Require all jobs in all batches in this backend to execute in us-central1:

>>> b = hb.Batch(backend=hb.ServiceBackend(regions=['us-central1']))

Same as above, but using a configuration file:

hailctl config set batch/regions us-central1
python3 my-batch-script.py

Same as above, but using the HAIL_BATCH_REGIONS environment variable:

export HAIL_BATCH_REGIONS=us-central1
python3 my-batch-script.py

Permit jobs to execute in either us-central1 or us-east1:

>>> b = hb.Batch(backend=hb.ServiceBackend(regions=['us-central1', 'us-east1']))

Same as above, but using a configuration file:

hailctl config set batch/regions us-central1,us-east1

Allow reading or writing to buckets even though they are “cold” storage:

>>> b = hb.Batch(
...     backend=hb.ServiceBackend(
...         gcs_bucket_allow_list=['cold-bucket', 'cold-bucket2'],
...     ),
... )
Parameters:
  • billing_project (Optional[str]) – Name of billing project to use.

  • bucket (Optional[str]) – This argument is deprecated. Use remote_tmpdir instead.

  • remote_tmpdir (Optional[str]) – Temporary data will be stored in this cloud storage folder.

  • google_project (Optional[str]) – This argument is deprecated. Use gcs_requester_pays_configuration instead.

  • gcs_requester_pays_configuration (either str or tuple of str and list of str, optional) – If a string is provided, configure the Google Cloud Storage file system to bill usage to the project identified by that string. If a tuple is provided, configure the Google Cloud Storage file system to bill usage to the specified project for buckets specified in the list.

  • token (Optional[str]) – The authorization token to pass to the batch client. Should only be set for user delegation purposes.

  • regions (Optional[List[str]]) – Cloud regions in which jobs may run. ServiceBackend.ANY_REGION indicates jobs may run in any region. If unspecified or None, the batch/regions Hail configuration variable is consulted. See examples above. If none of these variables are set, then jobs may run in any region. ServiceBackend.supported_regions() lists the available regions.

  • gcs_bucket_allow_list (Optional[List[str]]) – A list of buckets that the ServiceBackend should be permitted to read from or write to, even if their default policy is to use “cold” storage.

Attributes

ANY_REGION

A special value that indicates a job may run in any region.

Methods

_async_run

Execute a batch.

supported_regions

Get the supported cloud regions

ANY_REGION: ClassVar[List[str]] = ['any_region']

A special value that indicates a job may run in any region.

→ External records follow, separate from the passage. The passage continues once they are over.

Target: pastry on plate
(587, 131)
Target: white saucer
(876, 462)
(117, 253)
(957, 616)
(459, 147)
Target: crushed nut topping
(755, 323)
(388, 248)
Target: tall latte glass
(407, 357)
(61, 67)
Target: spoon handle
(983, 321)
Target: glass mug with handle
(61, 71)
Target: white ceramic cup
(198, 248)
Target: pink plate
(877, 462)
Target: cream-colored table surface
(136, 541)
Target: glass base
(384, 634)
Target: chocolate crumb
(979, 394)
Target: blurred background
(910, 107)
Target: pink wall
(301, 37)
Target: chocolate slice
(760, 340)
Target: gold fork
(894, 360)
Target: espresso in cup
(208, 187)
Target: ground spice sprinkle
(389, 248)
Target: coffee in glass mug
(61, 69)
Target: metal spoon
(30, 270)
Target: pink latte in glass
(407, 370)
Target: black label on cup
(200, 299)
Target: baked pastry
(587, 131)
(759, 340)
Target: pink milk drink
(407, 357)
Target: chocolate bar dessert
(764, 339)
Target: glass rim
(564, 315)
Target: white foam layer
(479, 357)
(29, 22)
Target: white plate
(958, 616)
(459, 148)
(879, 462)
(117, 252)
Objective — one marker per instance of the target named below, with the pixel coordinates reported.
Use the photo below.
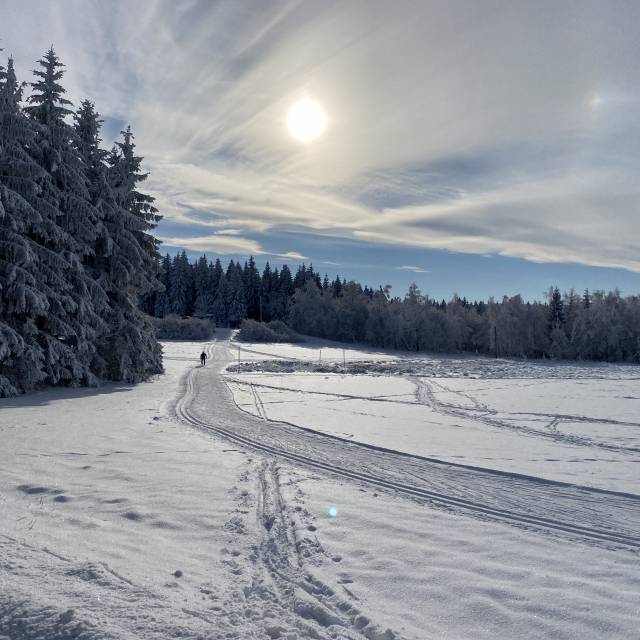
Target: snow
(121, 520)
(582, 431)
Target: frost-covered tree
(75, 248)
(130, 348)
(23, 294)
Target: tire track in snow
(603, 517)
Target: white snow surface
(164, 511)
(566, 422)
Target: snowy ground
(522, 418)
(164, 511)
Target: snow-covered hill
(164, 510)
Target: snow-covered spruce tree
(77, 302)
(23, 296)
(47, 300)
(127, 263)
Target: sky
(480, 147)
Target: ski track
(596, 516)
(426, 394)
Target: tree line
(588, 326)
(76, 243)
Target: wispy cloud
(407, 267)
(449, 128)
(216, 244)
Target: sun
(306, 120)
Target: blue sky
(483, 148)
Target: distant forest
(587, 326)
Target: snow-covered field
(578, 424)
(165, 511)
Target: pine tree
(64, 235)
(23, 294)
(131, 263)
(251, 279)
(203, 293)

async _async_run(batch, dry_run, verbose, delete_scratch_on_exit, wait=True, open=False, disable_progress_bar=False, callback=None, token=None, **backend_kwargs)

Execute a batch.

Warning

This method should not be called directly. Instead, use batch.Batch.run() and pass ServiceBackend specific arguments as key-word arguments.

Parameters:
  • batch (Batch) – Batch to execute.

  • dry_run (bool) – If True, don’t execute code.

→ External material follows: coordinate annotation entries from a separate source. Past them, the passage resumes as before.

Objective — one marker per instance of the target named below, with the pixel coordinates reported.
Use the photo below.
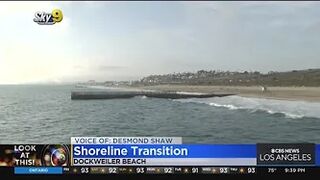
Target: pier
(86, 95)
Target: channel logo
(43, 18)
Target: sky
(106, 41)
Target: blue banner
(165, 151)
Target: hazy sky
(129, 40)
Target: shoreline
(309, 94)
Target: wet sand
(285, 93)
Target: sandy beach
(311, 94)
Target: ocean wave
(290, 109)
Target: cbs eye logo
(43, 18)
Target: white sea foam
(189, 93)
(291, 109)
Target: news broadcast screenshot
(153, 88)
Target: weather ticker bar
(153, 159)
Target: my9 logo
(44, 18)
(57, 15)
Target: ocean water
(46, 114)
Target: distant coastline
(311, 94)
(302, 85)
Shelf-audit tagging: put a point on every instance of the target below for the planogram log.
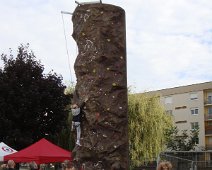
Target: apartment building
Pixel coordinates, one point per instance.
(191, 107)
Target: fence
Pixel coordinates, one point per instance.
(188, 160)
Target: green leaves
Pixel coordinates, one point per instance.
(32, 103)
(147, 125)
(181, 140)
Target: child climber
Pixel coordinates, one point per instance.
(77, 119)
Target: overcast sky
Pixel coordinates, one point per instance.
(169, 42)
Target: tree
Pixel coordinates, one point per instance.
(148, 123)
(181, 141)
(32, 104)
(66, 137)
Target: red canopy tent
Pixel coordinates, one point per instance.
(42, 151)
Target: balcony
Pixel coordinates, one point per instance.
(208, 102)
(208, 147)
(208, 129)
(208, 117)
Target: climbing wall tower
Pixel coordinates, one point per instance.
(100, 33)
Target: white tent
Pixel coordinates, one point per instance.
(5, 150)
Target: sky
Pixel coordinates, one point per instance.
(169, 42)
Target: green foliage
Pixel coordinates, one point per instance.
(148, 123)
(181, 141)
(32, 104)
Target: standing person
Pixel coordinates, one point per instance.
(76, 121)
(165, 165)
(77, 112)
(10, 165)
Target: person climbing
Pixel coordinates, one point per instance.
(77, 113)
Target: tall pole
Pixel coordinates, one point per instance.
(100, 67)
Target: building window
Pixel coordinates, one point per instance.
(210, 110)
(193, 96)
(194, 111)
(194, 125)
(168, 100)
(210, 140)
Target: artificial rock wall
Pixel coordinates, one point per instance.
(100, 68)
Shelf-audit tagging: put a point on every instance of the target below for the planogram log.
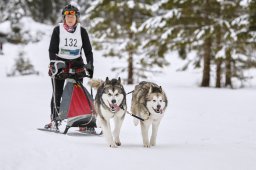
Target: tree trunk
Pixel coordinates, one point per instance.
(130, 69)
(228, 76)
(218, 72)
(207, 63)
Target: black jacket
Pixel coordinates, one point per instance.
(55, 40)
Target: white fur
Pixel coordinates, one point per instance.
(154, 119)
(113, 139)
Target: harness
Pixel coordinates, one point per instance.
(104, 104)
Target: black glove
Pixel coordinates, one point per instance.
(89, 67)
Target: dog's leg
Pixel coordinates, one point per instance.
(105, 124)
(144, 131)
(118, 124)
(155, 126)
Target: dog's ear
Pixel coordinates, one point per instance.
(150, 89)
(160, 89)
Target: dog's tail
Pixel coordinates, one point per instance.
(95, 83)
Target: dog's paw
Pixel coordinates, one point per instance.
(146, 146)
(118, 143)
(153, 144)
(113, 145)
(135, 121)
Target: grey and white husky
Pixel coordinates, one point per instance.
(148, 102)
(110, 102)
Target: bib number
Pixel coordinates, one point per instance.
(71, 42)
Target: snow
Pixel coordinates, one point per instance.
(203, 128)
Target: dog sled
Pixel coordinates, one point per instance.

  • verbose (bool) – If True, print debugging output.

  • delete_scratch_on_exit (bool) – If True, delete temporary directories with intermediate files.

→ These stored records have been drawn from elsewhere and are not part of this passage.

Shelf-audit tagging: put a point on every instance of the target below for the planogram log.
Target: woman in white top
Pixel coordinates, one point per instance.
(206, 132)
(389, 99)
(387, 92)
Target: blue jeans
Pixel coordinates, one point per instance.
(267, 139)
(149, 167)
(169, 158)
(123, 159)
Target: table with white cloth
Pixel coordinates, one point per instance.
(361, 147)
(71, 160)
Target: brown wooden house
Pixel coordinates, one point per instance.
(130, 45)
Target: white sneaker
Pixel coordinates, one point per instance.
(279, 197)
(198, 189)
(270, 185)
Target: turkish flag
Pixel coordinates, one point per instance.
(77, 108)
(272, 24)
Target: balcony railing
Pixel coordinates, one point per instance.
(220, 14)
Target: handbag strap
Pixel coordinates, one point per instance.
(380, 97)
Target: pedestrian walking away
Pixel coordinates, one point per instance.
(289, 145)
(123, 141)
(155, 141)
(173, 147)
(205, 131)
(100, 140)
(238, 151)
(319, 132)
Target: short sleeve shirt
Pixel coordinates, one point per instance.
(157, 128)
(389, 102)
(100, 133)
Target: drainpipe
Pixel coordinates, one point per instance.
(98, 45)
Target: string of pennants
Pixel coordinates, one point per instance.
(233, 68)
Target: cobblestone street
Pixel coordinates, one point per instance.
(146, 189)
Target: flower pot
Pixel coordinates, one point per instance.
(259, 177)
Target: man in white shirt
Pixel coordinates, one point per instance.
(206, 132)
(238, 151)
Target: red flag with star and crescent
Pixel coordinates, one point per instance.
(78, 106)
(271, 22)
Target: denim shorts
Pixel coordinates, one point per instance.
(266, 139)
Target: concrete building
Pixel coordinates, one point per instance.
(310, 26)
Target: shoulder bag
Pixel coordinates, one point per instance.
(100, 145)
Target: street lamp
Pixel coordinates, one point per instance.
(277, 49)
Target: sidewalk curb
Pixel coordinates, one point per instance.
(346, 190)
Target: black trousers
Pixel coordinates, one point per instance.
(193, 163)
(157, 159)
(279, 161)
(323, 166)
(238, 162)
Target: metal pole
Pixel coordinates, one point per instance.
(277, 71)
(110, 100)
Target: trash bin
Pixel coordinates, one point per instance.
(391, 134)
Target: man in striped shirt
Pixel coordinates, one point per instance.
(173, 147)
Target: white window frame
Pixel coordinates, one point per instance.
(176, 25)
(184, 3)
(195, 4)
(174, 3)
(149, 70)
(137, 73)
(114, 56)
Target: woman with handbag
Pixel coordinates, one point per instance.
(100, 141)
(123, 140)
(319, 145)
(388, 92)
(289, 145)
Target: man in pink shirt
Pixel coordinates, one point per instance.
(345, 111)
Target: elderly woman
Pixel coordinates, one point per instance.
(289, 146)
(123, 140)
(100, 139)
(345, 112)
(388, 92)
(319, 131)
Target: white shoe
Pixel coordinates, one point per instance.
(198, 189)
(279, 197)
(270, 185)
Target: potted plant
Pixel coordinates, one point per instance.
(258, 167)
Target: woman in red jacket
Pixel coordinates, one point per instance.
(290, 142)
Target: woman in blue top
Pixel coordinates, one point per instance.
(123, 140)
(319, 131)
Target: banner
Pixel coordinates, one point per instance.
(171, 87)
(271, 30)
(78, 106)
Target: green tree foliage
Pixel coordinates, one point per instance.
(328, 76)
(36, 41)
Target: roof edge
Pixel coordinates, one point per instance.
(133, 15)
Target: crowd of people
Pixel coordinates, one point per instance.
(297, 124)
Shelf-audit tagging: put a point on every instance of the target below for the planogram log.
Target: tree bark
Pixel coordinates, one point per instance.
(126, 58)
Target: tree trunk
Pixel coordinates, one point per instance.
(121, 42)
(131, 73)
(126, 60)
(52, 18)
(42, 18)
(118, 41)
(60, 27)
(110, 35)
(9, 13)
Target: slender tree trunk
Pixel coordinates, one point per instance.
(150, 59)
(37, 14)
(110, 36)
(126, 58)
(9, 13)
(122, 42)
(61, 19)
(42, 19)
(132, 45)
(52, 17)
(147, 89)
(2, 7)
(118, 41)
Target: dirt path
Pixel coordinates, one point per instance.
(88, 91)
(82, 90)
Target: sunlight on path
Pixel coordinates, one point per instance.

  • wait (bool) – If True, wait for the batch to finish executing before returning.

  • open (bool) – If True, open the UI page for the batch.

  • disable_progress_bar (bool) – If True, disable the progress bar.

  • callback (Optional[str]) – If not None, a URL that will receive at most one POST request after the entire batch completes.

  • token (Optional[str]) – If not None, a string used for idempotency of batch submission.

Return type:

Optional[Batch]

static supported_regions()

Get the supported cloud regions

Examples

>>> regions = ServiceBackend.supported_regions()
Returns:

A list of the supported cloud regions